Lives dealing agony. Lives dealing with miscommunication.
****
Sure, Hesher is not exactly the model of healthy treatment
to all the ills of life, but in some warped sense, he tries to help in his own
way. I’ve never seen a character quite like Hesher before. He’s what I have
read is termed an “anarchist”. Someone who operates under no sort of code of
ethics or by any type of societal norms. He’s brash, often unpleasant,
confrontational, explosive, unpredictable, profane, rude, crude, antagonistic,
and chaotic in how he approaches things dealing with people he comes into “emotional”

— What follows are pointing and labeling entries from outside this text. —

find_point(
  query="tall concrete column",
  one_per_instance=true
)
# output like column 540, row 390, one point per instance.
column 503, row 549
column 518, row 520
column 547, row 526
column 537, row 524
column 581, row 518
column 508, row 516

contact with. He sees something happening to people he might possibly care for and tries, in his own fucked up way, to
lend a helping hand. To him, Hesher sees
emotionally crippled cashier, Nicole (Natalie Portman), and still-in-mourning
kid, TJ (Devin Brochu) and responds by taking them to an unoccupied suburban home,
pushing them both in the backyard pool, deciding to jump in himself but not before
(or after) tossing whatever he can find in the pool (lawn chairs, etc). Hesher
even eventually sets the diving board on fire! He then leaves them there
because he says he needs to go to a doctor because his wee wee burns when he
pee pees. Yes, that’s what he does. He
handles situations awkwardly and often strangely. TJ is constantly burdened by
a bully named Dustin (Brendan Hill), the kind of spaz who lives to push his
face into the wall or floor of the bathroom. Dustin will hock a loogie and spit
it in TJ’s face as he holds him down. The anarchist that Hesher is sees the
good revenge towards Dustin is to spray paint a dick on the prick’s car and
eventually, one night, pour gasoline on (and in) it, setting it on fire as TJ
shockingly looks on. Hesher thinks this is a way to get even but ultimately TJ
is arrested for it, given a felony in congruence with what they believe is his
fault for the burning of the car. Later, TJ threatens to cut off one of Dustin’s
toes if he doesn’t tell him the location of a damaged car his mother lost her
life in after a freak car accident. Dustin attempts to beat him up and Hesher
interferes on his behalf by slicing the bully’s nose with a pair of cutters.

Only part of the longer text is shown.